Objective: To estimate outcomes of various mammography screening strategies.
Design, Setting, and Population: Comparison of outcomes using 6 Cancer Intervention and Surveillance Modeling Network (CISNET) models and national data on breast cancer incidence, mammography performance, treatment effects, and other-cause mortality in US women without previous cancer diagnoses.
Exposures: Thirty-six screening strategies with varying start ages (40, 45, 50 years) and stop ages (74, 79 years) with digital mammography or digital breast tomosynthesis (DBT) annually, biennially, or a combination of intervals. Strategies were evaluated for all women and for Black women, assuming 100% screening adherence and "real-world" treatment.
Main Outcomes and Measures: Estimated lifetime benefits (breast cancer deaths averted, percent reduction in breast cancer mortality, life-years gained), harms (false-positive recalls, benign biopsies, overdiagnosis), and number of mammograms per 1000 women.

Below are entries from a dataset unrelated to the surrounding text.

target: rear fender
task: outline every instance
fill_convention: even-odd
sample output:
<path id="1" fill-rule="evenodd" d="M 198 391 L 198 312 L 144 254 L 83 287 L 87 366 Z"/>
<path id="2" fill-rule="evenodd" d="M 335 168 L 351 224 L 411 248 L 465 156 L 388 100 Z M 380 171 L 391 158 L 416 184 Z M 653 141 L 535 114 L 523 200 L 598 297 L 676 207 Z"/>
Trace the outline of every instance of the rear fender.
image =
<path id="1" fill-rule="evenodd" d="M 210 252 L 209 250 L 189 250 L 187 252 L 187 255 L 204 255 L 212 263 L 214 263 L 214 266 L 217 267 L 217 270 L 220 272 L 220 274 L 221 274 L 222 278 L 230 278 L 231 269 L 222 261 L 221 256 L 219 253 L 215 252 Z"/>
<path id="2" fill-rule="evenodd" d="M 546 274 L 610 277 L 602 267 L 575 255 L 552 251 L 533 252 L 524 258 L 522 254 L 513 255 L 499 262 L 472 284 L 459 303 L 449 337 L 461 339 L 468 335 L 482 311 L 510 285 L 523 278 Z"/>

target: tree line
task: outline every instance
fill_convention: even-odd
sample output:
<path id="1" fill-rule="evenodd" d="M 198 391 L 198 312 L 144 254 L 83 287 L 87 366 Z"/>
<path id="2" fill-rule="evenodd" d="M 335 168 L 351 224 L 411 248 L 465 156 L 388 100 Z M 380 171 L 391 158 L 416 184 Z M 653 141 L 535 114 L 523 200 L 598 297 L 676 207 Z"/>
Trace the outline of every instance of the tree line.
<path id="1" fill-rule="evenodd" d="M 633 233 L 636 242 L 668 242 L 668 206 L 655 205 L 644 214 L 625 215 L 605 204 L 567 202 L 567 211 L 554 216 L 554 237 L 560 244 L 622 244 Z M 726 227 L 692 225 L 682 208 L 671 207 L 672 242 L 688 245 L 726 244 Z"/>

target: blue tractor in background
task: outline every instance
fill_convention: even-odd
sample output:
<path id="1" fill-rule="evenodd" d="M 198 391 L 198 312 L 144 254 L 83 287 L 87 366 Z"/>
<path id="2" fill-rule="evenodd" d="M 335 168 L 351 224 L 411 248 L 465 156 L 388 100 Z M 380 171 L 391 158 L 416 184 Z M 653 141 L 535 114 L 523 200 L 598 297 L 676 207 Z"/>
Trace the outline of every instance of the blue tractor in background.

Results: Biennial screening with DBT starting at age 40, 45, or 50 years until age 74 years averted a median of 8.2, 7.5, or 6.7 breast cancer deaths per 1000 women screened, respectively, vs no screening. Biennial DBT screening at age 40 to 74 years (vs no screening) was associated with a 30.0% breast cancer mortality reduction, 1376 false-positive recalls, and 14 overdiagnosed cases per 1000 women screened. Digital mammography screening benefits were similar to those for DBT but had more false-positive recalls. Annual screening increased benefits but resulted in more false-positive recalls and overdiagnosed cases. Benefit-to-harm ratios of continuing screening until age 79 years were similar or superior to stopping at age 74. In all strategies, women with higher-than-average breast cancer risk, higher breast density, and lower comorbidity level experienced greater screening benefits than other groups. Annual screening of Black women from age 40 to 49 years with biennial screening thereafter reduced breast cancer mortality disparities while maintaining similar benefit-to-harm trade-offs as for all women.
Conclusions: This modeling analysis suggests that biennial mammography screening starting at age 40 years reduces breast cancer mortality and increases life-years gained per mammogram. More intensive screening for women with greater risk of breast cancer diagnosis or death can maintain similar benefit-to-harm trade-offs and reduce mortality disparities.